# Introduction

We will introduce the use of the `SafetySignalDetection.jl`

package with a small example.

## Data example

We use a small example data set.

Note that:

- The outcome
`y`

needs to be a bool vector. A different type of vector (e.g. integer) will fail later for the model fitting. - The column
`time`

needs to be a`Float64`

(time until adverse event or until last treatment or follow up). - The column
`trialindex`

needs to be`Int64`

(index of historical trials, starting from 1 and consecutively numbered).

```
using CSV
using DataFrames
using SafetySignalDetection
module_dir = pkgdir(SafetySignalDetection)
csv_path = joinpath(module_dir, "test", "small_historic_dataset.csv")
df = DataFrame(CSV.File(csv_path))
df.y = map(x -> x == 1, df.y)
```

```
100-element Vector{Bool}:
0
0
0
0
1
0
0
0
0
1
⋮
0
0
0
0
1
0
1
0
0
```

## Meta-analytic prior sampling

For both parameters $a$ and $b$, we can use beta distributions, specified via `Distributions.Beta()`

.

For the mean $a$, we can set the prior mean according to the background rate of the adverse event. Note that this is per unit of time. So depending how you receive the incidence rate in which units, you need to convert this back to the time unit you are using for the analysis. The overall sum of the two beta distribution's parameters can be kept constant at a low number.

For the discount factor $b$, we can set the prior for it closer to 1 for more homogenous trials, and closer to 0 for more heterogenous trials. For both priors, the prior information should be low, i.e. the sum of the two parameters of the beta distribution should be not high, e.g. around 10.

Note:

- The number of samples (e.g. 10,000) and the number of threads (1) need to be passed as integers. Otherwise the call will fail.
- We don't need to discard a burn in period now because the NUTS sampler is used internally and is discarding a burn in automatically already.

```
using Distributions
prior_a = Beta(1 / 3, 1 / 3)
prior_b = Beta(5, 5)
map_samples = meta_analytic_samples(df, prior_a, prior_b, 10_000, 1)
map_samples[1:5]
```

```
5-element Vector{Float64}:
0.2277012082018735
0.1731675881334702
0.25945237740018273
0.24567938998909092
0.09856388593418902
```

The resulting $\pi^{*}$ samples in `map_samples`

are from the meta-analytic prior for the adverse event rate per unit of time in the control arm in the ongoing blinded trial.

## Closed form approximation

Now we give the $\pi^{*}$ samples to the `fit_beta_mixture()`

function, together with the number of components.
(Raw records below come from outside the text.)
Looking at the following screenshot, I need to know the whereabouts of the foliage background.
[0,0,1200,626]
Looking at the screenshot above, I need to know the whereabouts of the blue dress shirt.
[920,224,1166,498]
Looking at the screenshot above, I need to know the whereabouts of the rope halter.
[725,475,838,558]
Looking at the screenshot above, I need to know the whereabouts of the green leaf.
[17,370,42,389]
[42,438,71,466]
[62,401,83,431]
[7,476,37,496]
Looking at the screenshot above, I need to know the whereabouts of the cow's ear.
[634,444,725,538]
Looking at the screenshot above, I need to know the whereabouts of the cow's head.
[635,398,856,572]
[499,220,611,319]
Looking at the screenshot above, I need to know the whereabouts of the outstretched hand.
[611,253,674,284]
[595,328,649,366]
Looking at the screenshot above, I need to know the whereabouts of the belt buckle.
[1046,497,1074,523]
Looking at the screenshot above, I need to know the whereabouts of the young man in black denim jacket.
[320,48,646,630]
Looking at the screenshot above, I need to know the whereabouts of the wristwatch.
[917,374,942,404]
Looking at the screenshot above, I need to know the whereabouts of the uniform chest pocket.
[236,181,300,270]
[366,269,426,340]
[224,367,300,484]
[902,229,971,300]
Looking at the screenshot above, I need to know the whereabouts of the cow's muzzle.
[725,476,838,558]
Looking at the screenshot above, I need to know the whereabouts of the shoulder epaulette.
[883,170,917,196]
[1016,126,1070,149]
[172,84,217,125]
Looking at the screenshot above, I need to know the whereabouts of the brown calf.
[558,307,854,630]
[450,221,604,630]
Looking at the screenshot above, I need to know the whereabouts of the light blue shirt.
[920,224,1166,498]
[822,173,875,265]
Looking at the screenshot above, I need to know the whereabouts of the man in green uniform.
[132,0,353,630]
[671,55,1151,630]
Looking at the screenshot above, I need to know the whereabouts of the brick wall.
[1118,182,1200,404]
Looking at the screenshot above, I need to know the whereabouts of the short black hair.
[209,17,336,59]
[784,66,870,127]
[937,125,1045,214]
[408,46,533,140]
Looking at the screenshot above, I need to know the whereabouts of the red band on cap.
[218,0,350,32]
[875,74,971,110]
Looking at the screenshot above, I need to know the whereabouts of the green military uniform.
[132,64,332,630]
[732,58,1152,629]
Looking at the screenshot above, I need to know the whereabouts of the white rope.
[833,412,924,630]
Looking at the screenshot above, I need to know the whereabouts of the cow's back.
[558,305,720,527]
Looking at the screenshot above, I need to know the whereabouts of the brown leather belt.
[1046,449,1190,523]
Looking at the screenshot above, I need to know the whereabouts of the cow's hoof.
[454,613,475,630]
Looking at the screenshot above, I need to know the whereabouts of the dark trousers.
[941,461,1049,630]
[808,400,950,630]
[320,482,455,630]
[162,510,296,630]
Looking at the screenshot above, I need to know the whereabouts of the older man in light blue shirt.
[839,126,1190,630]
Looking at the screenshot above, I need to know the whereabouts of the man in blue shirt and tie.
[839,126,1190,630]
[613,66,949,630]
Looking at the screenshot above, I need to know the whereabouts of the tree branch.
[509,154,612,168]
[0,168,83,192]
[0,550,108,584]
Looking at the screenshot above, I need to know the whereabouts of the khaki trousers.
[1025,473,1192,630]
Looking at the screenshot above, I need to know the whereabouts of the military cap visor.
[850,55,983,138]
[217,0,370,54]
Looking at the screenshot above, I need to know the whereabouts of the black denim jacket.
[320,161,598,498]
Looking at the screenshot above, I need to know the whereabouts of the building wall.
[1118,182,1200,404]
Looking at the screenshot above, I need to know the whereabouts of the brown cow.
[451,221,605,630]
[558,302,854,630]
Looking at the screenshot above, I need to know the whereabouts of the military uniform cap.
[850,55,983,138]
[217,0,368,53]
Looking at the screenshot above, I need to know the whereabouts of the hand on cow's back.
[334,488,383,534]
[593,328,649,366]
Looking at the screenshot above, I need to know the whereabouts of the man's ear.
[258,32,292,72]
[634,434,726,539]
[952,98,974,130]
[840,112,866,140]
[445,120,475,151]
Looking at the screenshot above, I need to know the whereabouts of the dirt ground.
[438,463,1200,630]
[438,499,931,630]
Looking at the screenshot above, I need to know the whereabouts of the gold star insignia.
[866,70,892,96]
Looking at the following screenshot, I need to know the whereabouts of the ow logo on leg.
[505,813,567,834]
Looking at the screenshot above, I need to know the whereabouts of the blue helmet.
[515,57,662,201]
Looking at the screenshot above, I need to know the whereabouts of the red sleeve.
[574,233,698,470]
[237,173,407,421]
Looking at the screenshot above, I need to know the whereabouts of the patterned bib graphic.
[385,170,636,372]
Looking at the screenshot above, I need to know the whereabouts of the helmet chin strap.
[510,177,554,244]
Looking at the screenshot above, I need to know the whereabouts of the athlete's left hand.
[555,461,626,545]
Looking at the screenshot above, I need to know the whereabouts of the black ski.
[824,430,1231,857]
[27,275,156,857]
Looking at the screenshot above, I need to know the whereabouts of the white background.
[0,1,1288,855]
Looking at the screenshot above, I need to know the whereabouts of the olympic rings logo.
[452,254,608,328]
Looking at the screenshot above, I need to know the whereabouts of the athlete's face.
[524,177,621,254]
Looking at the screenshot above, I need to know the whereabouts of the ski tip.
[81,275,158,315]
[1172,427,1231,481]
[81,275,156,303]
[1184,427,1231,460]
Usually 2 components will be sufficient to achieve a good approximation. Internally, the classic Expectation Maximization (EM) algorithm is used.

We can check the approximation graphically by overlaying the resulting probability density function with the samples histogram.

```
using Plots
map_approx = fit_beta_mixture(map_samples, 2)
stephist(map_samples, label = "prior samples", norm = :pdf)
xvals = range(minimum(map_samples), maximum(map_samples); length = 100)
plot!(xvals, pdf(map_approx, xvals), label = "approximate prior")
```

## Blinded trial analysis

Now we can proceed to analyzing the blinded clinical trial.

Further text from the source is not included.